Santini, 656 F.3d at 1078 (citing United States v. Chang, 207 F.3d 1169, 1171–74 (9th Cir. 2000) (affirming the exclusion of an international finance expert's testimony because he lacked expertise in identifying counterfeit securities)).

Nor was the error in admitting the prior act evidence harmless. As explained by the circuit the prejudicial nature of the evidence had implications for admission of the evidence at trial. Its damage was done despite efforts by the trial judge to soften its impact so that the effort could be dismissed as harmless. As explained by the Circuit, "the statement that Santini had 'extensive' prior law enforcement contacts was far more prejudicial than it was probative in assisting the jury to evaluate Dr. Kalish's opinion. Although the district court instructed Dr. Kalish to use general language in an attempt to “sanitize” the criminal history, simply referring to Santini's prior contacts as “extensive” prevented the jury from evaluating whether those contacts were in fact similar to the charged conduct. At the same time, Dr.
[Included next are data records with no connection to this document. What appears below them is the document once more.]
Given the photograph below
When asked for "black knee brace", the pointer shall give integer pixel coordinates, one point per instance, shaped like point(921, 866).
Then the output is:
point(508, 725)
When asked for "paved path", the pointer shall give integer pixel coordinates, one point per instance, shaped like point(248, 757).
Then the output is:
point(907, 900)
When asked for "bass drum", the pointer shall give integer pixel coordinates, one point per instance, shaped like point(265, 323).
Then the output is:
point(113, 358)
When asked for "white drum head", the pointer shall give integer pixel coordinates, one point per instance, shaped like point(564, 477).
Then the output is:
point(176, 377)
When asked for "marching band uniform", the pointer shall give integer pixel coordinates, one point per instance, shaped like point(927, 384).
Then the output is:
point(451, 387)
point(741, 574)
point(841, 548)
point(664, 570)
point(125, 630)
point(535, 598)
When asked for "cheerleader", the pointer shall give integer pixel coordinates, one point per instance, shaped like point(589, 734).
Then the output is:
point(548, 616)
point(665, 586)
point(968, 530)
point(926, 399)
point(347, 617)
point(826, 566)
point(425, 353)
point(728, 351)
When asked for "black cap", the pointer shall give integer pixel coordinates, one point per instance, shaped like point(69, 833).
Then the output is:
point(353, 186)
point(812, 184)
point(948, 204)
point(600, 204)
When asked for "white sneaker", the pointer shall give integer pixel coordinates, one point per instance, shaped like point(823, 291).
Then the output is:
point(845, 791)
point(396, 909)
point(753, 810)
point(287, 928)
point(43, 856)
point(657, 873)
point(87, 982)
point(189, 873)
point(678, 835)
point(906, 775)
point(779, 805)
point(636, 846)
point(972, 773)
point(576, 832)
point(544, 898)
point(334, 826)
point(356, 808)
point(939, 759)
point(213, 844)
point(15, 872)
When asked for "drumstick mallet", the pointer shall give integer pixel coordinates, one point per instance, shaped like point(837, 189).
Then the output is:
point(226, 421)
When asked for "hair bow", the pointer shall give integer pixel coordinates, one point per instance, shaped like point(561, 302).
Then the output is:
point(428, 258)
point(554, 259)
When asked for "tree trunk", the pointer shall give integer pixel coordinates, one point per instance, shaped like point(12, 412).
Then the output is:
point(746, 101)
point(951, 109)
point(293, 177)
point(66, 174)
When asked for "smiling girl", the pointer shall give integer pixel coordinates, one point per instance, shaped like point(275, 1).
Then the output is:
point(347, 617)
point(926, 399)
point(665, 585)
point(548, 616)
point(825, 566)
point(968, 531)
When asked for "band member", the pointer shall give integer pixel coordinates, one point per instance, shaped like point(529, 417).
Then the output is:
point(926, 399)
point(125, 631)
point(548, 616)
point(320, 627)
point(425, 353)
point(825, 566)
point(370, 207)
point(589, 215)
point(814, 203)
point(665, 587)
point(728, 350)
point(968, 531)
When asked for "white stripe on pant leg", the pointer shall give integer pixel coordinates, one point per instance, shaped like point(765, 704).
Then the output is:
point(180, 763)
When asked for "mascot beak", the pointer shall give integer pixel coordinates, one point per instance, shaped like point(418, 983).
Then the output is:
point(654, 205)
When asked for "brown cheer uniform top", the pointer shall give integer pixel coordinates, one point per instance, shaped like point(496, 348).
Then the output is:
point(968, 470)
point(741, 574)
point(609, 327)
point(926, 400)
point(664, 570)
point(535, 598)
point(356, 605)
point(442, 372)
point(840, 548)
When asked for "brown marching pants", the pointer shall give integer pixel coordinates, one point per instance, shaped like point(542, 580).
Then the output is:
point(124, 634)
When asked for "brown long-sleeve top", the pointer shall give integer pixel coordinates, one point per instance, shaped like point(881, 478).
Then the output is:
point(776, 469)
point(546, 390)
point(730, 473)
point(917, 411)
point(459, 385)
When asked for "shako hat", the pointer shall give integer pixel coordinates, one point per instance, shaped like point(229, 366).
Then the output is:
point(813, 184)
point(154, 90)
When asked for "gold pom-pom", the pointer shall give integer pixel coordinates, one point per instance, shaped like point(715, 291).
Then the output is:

Kalish's testimony was highly prejudicial, inviting the jury to infer that prior to his 2005 accident Santini imported or distributed drugs." Santini, 656 F.3d at 1079.

As explained by the Ninth Circuit in Santini, the proffered expert rebuttal evidence was not admissible under the four-part test employed in the Ninth Circuit:

Rule 404(b) “permits evidence of prior wrongs or acts to show proof of motive, opportunity, intent, preparation, plan, knowledge, identity, or absence of mistake or accident.” The Ninth Circuit uses a four-part test to determine the admissibility of evidence pursuant to Rule 404(b): 'Such evidence may be admitted if: (1) the evidence tends to prove a material point; (2) the other act is not too remote in time; (3) the evidence is sufficient to support a finding that defendant committed the other act; and (4) (in certain cases) the act is similar to the offense charged." The evidence regarding Santini's criminal history is inadmissible because it fails the third and fourth prongs of this test.
Santini, 656 F.3d at 1078 (citing United States v. Romero, 282 F.3d 683, 688 (9th Cir.2002).